Big brains are not the same as deep intelligence

Neanderthals did not fail because they were stupid. Their brains were at least as large as ours, and in some cases larger. They made tools, controlled fire, buried their dead, and survived brutal environments for a very long time. If you only looked at raw hardware, the gap between them and us would seem surprisingly small.

That is what makes a strange brain organoid experiment so useful. It hints that the difference may not have been size at all. It may have been tempo.

A modern human brain takes forever to become itself. Childhood is absurdly long by animal standards. Adolescence drags on. Full maturation of some cortical systems extends well into early adulthood. From a survival perspective, this is almost comic. Human infants are helpless. Human teenagers are running a beta release with internet access. Yet that long delay seems tied to our capacity for abstraction, language, cumulative culture, and the ability to keep reworking internal models of the world for years.

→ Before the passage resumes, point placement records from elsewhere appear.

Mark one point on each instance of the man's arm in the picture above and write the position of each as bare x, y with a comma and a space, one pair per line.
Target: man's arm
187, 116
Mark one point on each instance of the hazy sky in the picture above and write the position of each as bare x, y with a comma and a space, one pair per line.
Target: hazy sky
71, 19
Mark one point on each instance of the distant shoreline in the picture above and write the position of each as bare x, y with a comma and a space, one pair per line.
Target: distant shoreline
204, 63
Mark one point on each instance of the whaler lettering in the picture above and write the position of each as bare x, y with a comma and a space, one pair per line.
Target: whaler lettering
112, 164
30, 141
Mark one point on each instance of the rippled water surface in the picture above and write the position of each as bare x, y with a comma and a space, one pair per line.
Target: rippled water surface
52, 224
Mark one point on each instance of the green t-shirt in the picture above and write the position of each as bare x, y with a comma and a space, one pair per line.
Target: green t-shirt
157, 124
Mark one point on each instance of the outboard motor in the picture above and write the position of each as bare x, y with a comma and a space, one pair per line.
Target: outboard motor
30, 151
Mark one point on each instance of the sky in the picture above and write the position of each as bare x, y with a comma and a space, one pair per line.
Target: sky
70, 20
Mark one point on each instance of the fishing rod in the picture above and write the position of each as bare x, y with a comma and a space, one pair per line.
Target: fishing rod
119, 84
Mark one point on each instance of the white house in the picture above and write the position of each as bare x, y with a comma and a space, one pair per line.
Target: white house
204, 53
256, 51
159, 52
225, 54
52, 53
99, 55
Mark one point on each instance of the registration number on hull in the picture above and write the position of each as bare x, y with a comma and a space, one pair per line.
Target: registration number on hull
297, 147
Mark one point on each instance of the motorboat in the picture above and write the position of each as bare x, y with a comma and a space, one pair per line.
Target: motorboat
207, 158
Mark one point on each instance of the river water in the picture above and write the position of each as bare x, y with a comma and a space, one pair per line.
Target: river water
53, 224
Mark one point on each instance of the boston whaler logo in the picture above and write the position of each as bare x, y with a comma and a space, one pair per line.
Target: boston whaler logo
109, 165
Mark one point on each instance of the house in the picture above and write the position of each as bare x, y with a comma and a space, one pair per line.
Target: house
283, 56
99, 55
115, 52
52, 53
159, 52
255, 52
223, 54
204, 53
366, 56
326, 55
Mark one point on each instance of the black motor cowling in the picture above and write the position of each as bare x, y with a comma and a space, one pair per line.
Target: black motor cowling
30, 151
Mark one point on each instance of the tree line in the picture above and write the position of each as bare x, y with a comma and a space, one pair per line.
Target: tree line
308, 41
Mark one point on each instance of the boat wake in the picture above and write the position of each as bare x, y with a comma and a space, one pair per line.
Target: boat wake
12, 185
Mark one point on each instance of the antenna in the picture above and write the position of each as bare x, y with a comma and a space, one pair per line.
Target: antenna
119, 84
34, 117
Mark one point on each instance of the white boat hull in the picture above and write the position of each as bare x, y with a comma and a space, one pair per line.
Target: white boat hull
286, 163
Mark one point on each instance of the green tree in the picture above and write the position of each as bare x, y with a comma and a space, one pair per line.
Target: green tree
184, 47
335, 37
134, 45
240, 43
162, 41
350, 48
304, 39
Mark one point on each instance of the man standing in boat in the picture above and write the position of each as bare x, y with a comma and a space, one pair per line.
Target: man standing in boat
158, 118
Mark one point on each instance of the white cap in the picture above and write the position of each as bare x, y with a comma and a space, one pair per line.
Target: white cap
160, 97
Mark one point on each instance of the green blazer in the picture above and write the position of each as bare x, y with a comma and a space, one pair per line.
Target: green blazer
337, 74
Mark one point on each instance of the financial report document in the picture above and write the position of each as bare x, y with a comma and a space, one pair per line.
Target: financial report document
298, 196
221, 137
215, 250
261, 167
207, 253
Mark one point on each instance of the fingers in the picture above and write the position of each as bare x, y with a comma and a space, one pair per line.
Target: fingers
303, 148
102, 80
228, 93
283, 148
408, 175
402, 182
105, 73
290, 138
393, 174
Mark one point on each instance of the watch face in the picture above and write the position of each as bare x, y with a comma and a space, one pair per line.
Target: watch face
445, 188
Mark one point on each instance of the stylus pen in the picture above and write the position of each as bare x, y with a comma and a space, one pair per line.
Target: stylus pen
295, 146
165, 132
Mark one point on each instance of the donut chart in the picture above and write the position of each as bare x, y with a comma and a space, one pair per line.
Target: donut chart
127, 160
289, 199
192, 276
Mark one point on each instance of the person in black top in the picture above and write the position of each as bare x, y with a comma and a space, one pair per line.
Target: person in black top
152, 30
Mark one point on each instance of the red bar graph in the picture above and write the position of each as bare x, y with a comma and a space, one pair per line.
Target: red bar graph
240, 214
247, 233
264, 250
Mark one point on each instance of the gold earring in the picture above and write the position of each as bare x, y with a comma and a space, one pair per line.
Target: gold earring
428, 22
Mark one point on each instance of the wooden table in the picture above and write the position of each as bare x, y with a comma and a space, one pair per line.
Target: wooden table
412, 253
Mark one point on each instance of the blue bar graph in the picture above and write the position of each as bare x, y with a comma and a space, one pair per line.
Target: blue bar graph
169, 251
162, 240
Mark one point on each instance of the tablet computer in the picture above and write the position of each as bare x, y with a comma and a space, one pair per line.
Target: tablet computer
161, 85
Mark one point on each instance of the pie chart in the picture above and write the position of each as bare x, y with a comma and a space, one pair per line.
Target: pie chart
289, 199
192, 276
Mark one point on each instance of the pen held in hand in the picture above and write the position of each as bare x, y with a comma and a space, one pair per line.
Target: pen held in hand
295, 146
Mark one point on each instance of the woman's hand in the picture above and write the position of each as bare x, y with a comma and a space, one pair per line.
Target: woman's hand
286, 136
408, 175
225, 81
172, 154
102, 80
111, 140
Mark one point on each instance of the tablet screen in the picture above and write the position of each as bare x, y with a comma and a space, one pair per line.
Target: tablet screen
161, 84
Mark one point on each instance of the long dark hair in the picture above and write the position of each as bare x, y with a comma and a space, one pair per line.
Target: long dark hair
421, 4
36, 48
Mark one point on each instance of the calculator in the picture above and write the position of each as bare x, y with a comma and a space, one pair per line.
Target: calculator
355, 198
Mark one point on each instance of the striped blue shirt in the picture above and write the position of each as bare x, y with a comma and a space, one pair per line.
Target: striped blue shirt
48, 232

The AI industry has spent the past few years betting on the opposite strategy. Train faster, scale harder, ship sooner. It has worked, up to a point. But diminishing returns are showing up everywhere: in benchmark gains, in data quality, in the cost of pretraining, in the stubborn gap between fluent output and robust understanding. The Neanderthal analogy is not proof of anything. Biology is not a product roadmap. Still, it offers a sharp way to think about a trade-off the field would rather ignore.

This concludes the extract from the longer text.